Days before Cape Town hosts the Netball World Cup, security concerns have arisen due to a social media post by Jamaican Jhaniele Fowler. The Jamaican netball captain was robbed in Cape Town, with money taken from her purse. As per news24, the tournament is at the Cape Town International Convention Centre and started today and runs until 6 August.
Fowler, who is in the Mother City as her team prepares for their opening match against Sri Lanka in Group C, posted on her Instagram account, among other things, that she didn’t feel safe in South Africa. “This is so unfortunate; this place isn’t safe,’ the 34-year-old wrote. “First, they stole money from my purse; now, people are trying to come in on us in our rooms. Really!”

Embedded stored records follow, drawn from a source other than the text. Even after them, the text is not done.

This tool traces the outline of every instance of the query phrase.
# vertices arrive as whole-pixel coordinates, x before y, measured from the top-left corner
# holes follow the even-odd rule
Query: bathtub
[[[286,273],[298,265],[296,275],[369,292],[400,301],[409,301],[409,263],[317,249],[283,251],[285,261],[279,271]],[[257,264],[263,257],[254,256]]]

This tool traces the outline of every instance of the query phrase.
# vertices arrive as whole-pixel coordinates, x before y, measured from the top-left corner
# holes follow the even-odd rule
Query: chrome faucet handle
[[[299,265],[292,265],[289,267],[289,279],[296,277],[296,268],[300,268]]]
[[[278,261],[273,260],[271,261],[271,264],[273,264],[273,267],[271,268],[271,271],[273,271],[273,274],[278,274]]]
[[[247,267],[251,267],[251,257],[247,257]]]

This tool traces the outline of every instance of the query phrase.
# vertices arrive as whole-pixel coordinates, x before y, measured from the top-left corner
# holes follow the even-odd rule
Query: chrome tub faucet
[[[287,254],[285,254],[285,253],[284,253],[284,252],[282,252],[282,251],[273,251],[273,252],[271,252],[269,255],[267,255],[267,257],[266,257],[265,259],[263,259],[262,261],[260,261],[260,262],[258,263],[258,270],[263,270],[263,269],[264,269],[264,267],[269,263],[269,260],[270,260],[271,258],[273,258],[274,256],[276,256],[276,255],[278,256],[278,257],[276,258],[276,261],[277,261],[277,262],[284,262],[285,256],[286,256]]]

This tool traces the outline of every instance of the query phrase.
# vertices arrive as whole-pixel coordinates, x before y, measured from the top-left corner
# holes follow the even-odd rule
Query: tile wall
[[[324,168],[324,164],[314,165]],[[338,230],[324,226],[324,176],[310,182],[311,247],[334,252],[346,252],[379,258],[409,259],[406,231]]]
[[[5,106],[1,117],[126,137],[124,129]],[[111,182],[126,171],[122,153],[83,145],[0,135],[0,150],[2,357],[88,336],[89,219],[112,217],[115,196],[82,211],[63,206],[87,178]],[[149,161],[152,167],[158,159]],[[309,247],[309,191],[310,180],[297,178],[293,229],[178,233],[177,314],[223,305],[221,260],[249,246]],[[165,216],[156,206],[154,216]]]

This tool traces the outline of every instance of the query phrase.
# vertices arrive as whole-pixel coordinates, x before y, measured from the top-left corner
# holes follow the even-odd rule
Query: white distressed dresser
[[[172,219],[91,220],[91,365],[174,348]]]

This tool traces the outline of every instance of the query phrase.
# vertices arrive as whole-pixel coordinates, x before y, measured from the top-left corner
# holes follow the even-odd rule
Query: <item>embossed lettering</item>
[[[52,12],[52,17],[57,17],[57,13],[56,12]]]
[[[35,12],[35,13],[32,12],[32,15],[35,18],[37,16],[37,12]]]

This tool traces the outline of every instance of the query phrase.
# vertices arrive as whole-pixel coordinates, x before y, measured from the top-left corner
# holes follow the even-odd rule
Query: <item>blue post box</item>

— harry (@harrydynes06) July 26, 2023
The National Joint Operational and Intelligence Structure (Natjoints), which is responsible for the safety and security of all major sporting, cultural, and recreational events, told the media in a press conference on Thursday that the Jamaican team, known as the Sunshine Girls, had filed no report.
“Before we start to investigate, we need to have a statement,’ said Lt General Tebello Mosikili, who is chairperson of Natjoints, which comprises government departments including the South African Police Service, the South African National Defence Force, and the State Security Agency. “We’re waiting for the complainants to come forward. When those certainties become clear, we will definitely launch an investigation,” she said.
Tournament director Priscilla Masisi said that it was all systems go for the tournament and that the teams had brought forward no issues. “There is a teams’ managers meeting, which happens in the hotels, so if there is any issue, it’s brought to our attention,” said Masisi. “We’re speaking with the team managers daily.”
Minister of Sports, Arts and Culture Zizi Kodwa, referring to the fatal shooting in Auckland, New Zealand, that marred the opening of the FIFA Women’s World Cup last week, reassured reporters on Thursday that the alleged Cape Town incident would not affect the hosting a World Cup in South Africa.
“When I went to New Zealand a few days ago, their minister of sport (Grant Robertson) shared something with me,” said Kodwa. “There was an incident that happened on the day of the opening in Auckland. He said to me that you should never give yourselves a 10 out of 10, because there is always room for improvement. When you deal with events of this magnitude, when you’re a host, you need to give yourself nine out of ten. That incident in Auckland has no impact on the whole event. The World Cup is still going to go on, despite the shooting that happened in Auckland,” Kodwa continued.
Two people and an armed attacker were killed, and five others were wounded in the Auckland incident. “I just want to ensure South Africans that the Natjoints and security cluster is ready. There has always been that presence regardless of whether there is a tournament. There are certain things that we’ll learn and improve as we go along. Our capability to host as a country should not be in doubt, we are quite happy with the work that has been done.”
On Sunday, the Proteas take on Jamaica, who were silver medalists at the Commonwealth Games in Birmingham last year.